6. The time window energy ratio based trough wave seismic scatter imaging apparatus of claim 5, wherein: the upper end and the lower end of the pressing plate (21) are fixedly provided with side plates (25), the pressing plate (21) and the side plates (25) are arc-shaped, one side of the pressing plate (21) is provided with a through hole (24) penetrating through the pressing plate, and one side of the side plates (25) is rotationally connected with balls (26).

7. The time window energy ratio based trough wave seismic scatter imaging apparatus of claim 6, wherein: the top fixedly connected with guard shield (27) of accomodating frame (3), guard shield (27) are semi-circular, guard shield (27) are in the top of connecting pipe (19), one side fixed mounting of guard shield (27) has baffle (28).

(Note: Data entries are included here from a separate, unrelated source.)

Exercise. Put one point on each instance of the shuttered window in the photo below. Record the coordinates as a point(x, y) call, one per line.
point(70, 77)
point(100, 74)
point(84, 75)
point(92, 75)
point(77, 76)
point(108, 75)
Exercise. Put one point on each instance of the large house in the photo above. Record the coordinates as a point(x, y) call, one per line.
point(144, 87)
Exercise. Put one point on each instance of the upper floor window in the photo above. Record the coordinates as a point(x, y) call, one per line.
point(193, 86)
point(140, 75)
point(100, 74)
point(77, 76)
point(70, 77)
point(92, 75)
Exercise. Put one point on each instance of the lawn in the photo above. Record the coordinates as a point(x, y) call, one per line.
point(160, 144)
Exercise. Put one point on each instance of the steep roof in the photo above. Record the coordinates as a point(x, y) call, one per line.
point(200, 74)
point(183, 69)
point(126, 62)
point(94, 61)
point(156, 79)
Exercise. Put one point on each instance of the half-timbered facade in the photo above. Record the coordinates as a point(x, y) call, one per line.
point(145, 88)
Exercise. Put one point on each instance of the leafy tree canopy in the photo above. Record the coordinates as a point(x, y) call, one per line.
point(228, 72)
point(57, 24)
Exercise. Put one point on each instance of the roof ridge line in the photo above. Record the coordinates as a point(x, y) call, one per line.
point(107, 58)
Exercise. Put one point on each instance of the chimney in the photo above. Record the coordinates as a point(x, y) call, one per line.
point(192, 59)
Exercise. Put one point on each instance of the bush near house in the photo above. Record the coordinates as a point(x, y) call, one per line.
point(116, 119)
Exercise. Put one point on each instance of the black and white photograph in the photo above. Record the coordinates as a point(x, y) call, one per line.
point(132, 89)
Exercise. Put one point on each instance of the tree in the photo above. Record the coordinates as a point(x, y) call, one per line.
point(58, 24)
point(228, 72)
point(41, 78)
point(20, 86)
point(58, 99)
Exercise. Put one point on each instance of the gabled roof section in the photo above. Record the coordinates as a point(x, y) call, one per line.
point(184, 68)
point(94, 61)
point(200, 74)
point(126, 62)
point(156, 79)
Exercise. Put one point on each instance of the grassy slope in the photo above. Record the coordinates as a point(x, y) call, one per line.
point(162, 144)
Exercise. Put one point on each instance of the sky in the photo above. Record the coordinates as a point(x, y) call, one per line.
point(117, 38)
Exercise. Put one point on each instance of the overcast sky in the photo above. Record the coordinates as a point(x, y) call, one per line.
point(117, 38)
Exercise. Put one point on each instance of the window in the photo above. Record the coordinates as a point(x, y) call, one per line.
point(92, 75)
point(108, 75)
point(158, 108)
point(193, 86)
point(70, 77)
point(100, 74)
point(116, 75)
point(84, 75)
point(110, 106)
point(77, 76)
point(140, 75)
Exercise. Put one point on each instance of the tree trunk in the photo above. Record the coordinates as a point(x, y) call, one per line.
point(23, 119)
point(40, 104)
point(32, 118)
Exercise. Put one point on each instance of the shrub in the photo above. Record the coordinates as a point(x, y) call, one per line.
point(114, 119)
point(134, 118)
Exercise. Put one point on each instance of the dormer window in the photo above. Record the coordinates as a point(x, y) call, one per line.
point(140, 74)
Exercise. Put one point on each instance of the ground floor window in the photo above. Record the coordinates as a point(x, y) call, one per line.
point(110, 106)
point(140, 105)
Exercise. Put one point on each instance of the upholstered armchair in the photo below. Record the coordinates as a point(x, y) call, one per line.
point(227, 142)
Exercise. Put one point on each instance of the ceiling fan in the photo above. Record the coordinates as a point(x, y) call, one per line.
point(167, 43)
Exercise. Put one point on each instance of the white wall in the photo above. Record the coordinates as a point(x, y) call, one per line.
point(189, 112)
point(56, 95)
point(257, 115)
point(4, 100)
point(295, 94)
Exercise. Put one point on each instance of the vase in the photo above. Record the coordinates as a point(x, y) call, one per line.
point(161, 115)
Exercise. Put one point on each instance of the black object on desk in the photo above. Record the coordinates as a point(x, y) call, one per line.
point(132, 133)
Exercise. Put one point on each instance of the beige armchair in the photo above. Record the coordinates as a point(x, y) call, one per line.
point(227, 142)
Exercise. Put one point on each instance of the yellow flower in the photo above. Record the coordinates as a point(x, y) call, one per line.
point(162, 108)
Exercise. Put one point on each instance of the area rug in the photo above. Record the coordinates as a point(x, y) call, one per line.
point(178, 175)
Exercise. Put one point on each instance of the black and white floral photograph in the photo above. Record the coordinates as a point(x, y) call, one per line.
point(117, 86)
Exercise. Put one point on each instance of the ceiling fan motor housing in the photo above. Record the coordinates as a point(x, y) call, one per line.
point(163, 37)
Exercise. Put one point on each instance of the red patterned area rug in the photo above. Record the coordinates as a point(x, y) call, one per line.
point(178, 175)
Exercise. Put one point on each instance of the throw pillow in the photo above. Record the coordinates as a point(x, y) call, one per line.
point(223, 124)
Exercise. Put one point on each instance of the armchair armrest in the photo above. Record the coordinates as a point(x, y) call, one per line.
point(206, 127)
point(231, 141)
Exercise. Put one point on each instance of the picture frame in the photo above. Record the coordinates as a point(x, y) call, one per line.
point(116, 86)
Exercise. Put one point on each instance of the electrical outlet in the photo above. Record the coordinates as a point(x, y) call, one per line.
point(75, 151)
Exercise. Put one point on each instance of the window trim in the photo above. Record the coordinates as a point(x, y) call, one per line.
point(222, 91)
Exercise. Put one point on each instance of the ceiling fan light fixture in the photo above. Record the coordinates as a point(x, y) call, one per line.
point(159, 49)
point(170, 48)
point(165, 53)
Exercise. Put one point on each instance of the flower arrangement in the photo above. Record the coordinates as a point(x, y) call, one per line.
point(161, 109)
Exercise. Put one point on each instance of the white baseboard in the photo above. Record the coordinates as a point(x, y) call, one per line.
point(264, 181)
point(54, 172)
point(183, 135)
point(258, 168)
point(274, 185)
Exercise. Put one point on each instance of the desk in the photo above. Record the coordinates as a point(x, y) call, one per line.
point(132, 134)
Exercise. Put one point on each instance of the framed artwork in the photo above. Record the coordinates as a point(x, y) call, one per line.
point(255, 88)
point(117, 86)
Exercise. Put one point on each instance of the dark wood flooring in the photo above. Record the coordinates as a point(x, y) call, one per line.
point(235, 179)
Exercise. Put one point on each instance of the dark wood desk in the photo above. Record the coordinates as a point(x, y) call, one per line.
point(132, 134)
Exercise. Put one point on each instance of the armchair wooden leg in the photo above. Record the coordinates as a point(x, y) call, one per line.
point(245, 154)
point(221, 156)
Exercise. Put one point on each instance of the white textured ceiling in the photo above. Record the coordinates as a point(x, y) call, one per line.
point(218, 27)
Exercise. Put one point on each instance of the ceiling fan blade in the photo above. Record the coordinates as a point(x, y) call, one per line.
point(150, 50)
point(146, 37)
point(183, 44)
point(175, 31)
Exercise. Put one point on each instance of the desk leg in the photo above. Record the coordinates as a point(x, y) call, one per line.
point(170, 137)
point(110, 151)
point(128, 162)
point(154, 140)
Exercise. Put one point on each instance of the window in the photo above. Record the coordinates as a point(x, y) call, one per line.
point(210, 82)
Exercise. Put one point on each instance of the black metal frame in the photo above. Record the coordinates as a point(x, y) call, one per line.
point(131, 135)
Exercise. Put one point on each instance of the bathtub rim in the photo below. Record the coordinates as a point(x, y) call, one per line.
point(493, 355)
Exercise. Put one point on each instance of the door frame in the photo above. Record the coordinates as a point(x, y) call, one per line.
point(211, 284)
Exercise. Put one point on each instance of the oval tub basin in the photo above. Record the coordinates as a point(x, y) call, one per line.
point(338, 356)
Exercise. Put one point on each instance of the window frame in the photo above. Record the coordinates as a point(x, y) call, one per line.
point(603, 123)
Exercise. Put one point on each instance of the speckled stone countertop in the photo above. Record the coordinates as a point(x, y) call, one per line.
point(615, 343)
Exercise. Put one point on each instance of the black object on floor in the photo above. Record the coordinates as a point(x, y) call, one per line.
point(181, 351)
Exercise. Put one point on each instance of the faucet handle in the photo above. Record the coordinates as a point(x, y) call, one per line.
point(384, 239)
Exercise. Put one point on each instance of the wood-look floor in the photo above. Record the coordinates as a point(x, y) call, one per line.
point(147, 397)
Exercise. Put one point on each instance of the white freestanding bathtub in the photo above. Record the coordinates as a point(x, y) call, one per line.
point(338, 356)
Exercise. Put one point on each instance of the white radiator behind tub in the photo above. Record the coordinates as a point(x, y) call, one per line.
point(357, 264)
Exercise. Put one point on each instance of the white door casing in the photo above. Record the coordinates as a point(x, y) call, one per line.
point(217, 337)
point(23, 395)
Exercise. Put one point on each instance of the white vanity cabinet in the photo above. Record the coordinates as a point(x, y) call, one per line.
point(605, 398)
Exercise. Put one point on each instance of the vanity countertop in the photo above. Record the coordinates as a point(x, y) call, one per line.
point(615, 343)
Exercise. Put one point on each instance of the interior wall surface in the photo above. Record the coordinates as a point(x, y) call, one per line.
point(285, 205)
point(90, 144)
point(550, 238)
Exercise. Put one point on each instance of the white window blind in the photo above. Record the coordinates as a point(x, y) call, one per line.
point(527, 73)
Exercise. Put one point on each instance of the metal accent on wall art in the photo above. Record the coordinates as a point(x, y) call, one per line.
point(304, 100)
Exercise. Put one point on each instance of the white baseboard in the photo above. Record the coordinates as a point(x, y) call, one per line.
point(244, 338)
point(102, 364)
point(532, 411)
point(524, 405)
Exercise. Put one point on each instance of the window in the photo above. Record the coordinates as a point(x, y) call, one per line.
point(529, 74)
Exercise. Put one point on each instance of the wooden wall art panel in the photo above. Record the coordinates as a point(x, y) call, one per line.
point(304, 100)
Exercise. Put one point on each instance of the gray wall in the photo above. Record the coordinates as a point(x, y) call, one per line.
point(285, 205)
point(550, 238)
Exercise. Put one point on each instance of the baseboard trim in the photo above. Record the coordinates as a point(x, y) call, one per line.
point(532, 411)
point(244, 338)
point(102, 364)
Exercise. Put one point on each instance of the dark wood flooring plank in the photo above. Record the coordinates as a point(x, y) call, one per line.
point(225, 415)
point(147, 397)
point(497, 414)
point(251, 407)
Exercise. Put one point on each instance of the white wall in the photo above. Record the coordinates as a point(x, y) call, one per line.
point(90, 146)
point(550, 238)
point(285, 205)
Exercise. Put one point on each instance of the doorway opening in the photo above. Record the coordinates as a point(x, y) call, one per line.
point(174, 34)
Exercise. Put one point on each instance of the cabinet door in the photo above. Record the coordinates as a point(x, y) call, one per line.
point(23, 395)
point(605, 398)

8. The time window energy ratio based trough wave seismic scatter imaging apparatus of claim 5, wherein: the welding plate (29) is fixedly arranged in the connecting pipe (19), and the welding plate (29) is arc-shaped.

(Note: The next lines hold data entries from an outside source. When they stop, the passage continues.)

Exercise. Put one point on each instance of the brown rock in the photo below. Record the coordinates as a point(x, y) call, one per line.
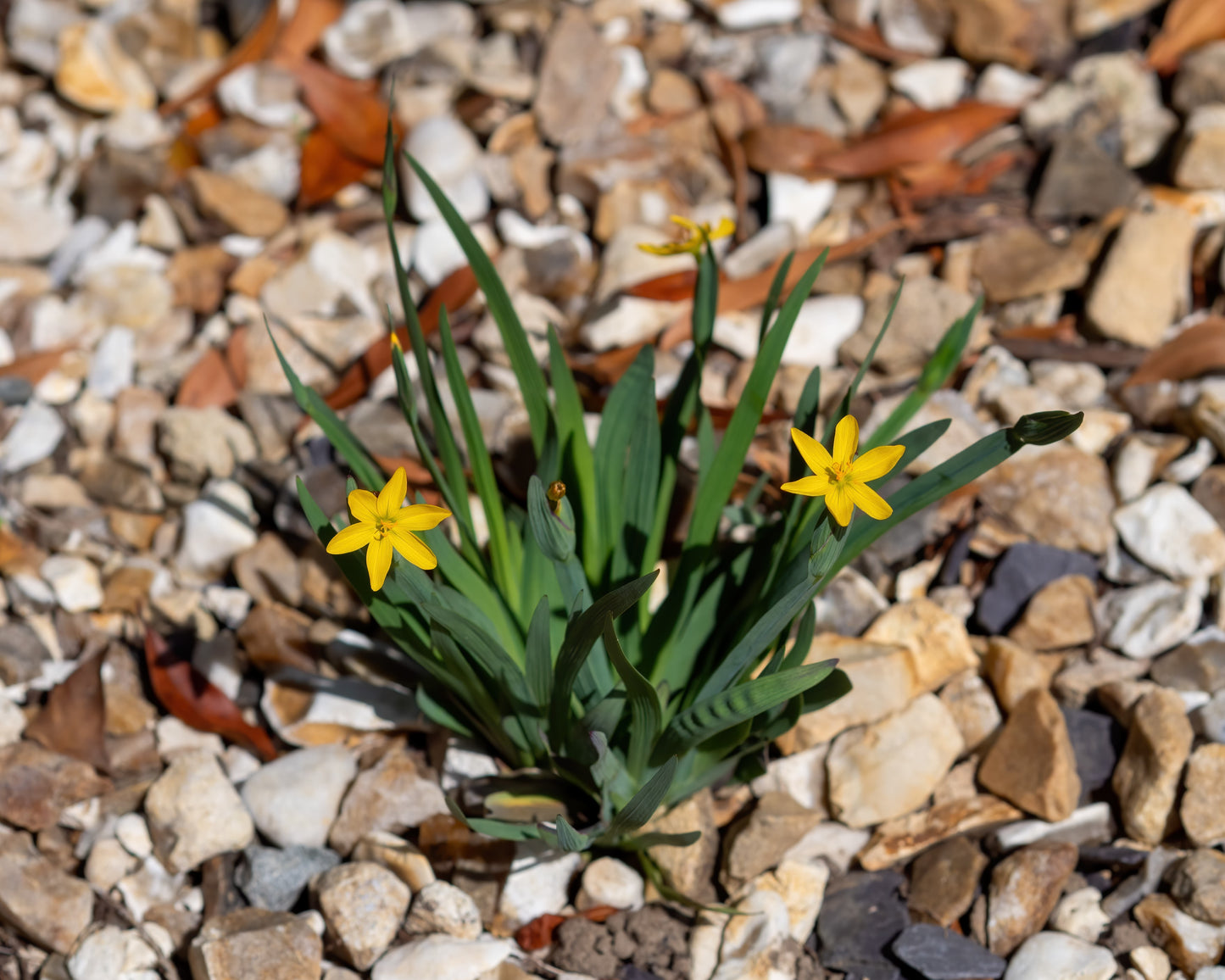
point(577, 76)
point(38, 899)
point(759, 842)
point(237, 203)
point(1198, 885)
point(36, 784)
point(1060, 615)
point(688, 870)
point(1147, 774)
point(1024, 889)
point(1061, 498)
point(1189, 944)
point(900, 839)
point(256, 944)
point(1032, 763)
point(1203, 804)
point(944, 881)
point(393, 795)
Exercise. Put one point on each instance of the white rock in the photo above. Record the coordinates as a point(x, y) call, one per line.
point(538, 883)
point(113, 953)
point(1172, 532)
point(820, 330)
point(75, 582)
point(448, 152)
point(608, 881)
point(1002, 85)
point(443, 958)
point(132, 832)
point(33, 437)
point(891, 767)
point(1079, 914)
point(295, 798)
point(212, 537)
point(195, 814)
point(13, 721)
point(933, 85)
point(798, 201)
point(1153, 618)
point(113, 364)
point(745, 15)
point(440, 907)
point(1054, 955)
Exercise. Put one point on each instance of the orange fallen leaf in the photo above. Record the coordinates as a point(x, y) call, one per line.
point(1189, 24)
point(454, 292)
point(190, 697)
point(74, 719)
point(207, 384)
point(1194, 352)
point(326, 170)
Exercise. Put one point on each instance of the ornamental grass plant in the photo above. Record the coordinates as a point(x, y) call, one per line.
point(615, 665)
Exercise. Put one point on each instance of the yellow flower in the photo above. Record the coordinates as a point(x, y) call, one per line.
point(699, 234)
point(384, 523)
point(842, 479)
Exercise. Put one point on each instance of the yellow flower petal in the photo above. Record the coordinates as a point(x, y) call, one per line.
point(364, 506)
point(413, 549)
point(839, 504)
point(379, 561)
point(420, 517)
point(350, 539)
point(809, 487)
point(875, 463)
point(867, 500)
point(391, 498)
point(815, 454)
point(845, 441)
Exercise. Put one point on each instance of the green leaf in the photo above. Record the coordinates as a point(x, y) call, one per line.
point(576, 452)
point(643, 805)
point(721, 710)
point(646, 713)
point(515, 338)
point(337, 432)
point(581, 635)
point(556, 538)
point(506, 570)
point(936, 371)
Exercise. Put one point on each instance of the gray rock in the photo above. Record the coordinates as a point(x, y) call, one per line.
point(275, 878)
point(940, 955)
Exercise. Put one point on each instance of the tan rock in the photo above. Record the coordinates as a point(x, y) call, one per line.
point(237, 203)
point(1059, 615)
point(688, 870)
point(256, 942)
point(1026, 887)
point(900, 839)
point(891, 767)
point(97, 74)
point(1147, 774)
point(1203, 803)
point(1032, 762)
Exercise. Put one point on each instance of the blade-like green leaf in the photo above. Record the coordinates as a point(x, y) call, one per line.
point(515, 338)
point(936, 371)
point(715, 715)
point(644, 804)
point(646, 713)
point(337, 432)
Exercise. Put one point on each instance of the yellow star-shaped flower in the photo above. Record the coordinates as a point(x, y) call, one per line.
point(840, 478)
point(699, 234)
point(385, 525)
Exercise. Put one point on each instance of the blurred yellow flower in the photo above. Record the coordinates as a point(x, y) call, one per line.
point(699, 236)
point(384, 523)
point(840, 478)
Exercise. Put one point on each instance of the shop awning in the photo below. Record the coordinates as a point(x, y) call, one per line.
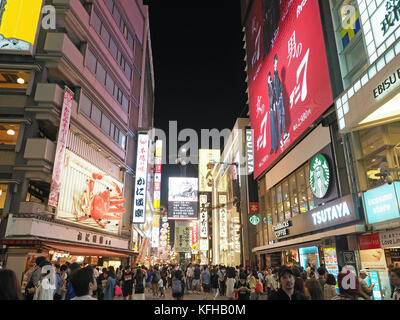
point(84, 251)
point(309, 240)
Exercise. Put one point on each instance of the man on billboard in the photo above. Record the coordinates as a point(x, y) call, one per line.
point(11, 43)
point(272, 110)
point(271, 16)
point(280, 107)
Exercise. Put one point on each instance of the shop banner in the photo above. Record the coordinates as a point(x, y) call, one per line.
point(142, 251)
point(223, 225)
point(369, 241)
point(61, 148)
point(182, 198)
point(157, 175)
point(139, 209)
point(373, 259)
point(289, 83)
point(19, 25)
point(204, 204)
point(207, 160)
point(183, 241)
point(381, 204)
point(390, 239)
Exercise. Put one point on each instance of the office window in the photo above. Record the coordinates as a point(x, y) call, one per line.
point(96, 115)
point(85, 105)
point(3, 194)
point(9, 134)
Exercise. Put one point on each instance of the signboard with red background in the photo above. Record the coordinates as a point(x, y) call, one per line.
point(291, 31)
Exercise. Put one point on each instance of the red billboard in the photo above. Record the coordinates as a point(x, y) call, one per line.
point(289, 84)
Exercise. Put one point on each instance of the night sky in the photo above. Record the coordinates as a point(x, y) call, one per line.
point(199, 68)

9. A time window energy ratio based trough wave seismic scatter imaging method, which adopts the time window energy ratio based trough wave seismic scatter imaging device as set forth in any one of claims 1-8, and is characterized in that:

s1: the data acquisition device (2) and the host (1) are installed, the data acquisition device (2) is checked and debugged, and the data acquisition device is used after the test is completed;

s2: inserting the tested data collector (2) into a coal seam to be detected, fixing the data collector (2), and starting the host (1) to perform slot wave seismic exploration at the moment;

s3: the method comprises the steps of establishing an observation system by using a groove wave single shot record acquired by a data acquisition unit (2), sequentially inputting the groove wave single shot record, calculating a time window energy ratio channel by channel and point by point, carrying out characteristic transformation, rearranging the transformed groove wave record, mapping reflection energy on a common center point gather onto a scattering hyperbola to form a common scattering point gather (CSP), and selecting a proper frequency range on the CSP gather for filtering;

s4: performing speed analysis on the CSP gather to obtain offset speed, and applying a Kirchhoff integral equation to carry out superposition summation on the CSP gather to obtain an offset imaging section;

s5: the data collector (2) transmits collected data to the host (1) and displays the data through the host (1) so as to observe the condition of the coal seam in real time.

10. The time window energy ratio-based trough wave seismic scatter imaging method of claim 9, wherein:

s6: pulling out the tested data collector (2) from the coal seam, and detecting the data collector (2) to ensure that the data collector is intact;

s7: the pulled-out data collector (2) is subjected to secondary flushing, the flushed data collector (2) is subjected to blow-drying treatment, and then the data collector and the host machine (1) are stored and put in storage.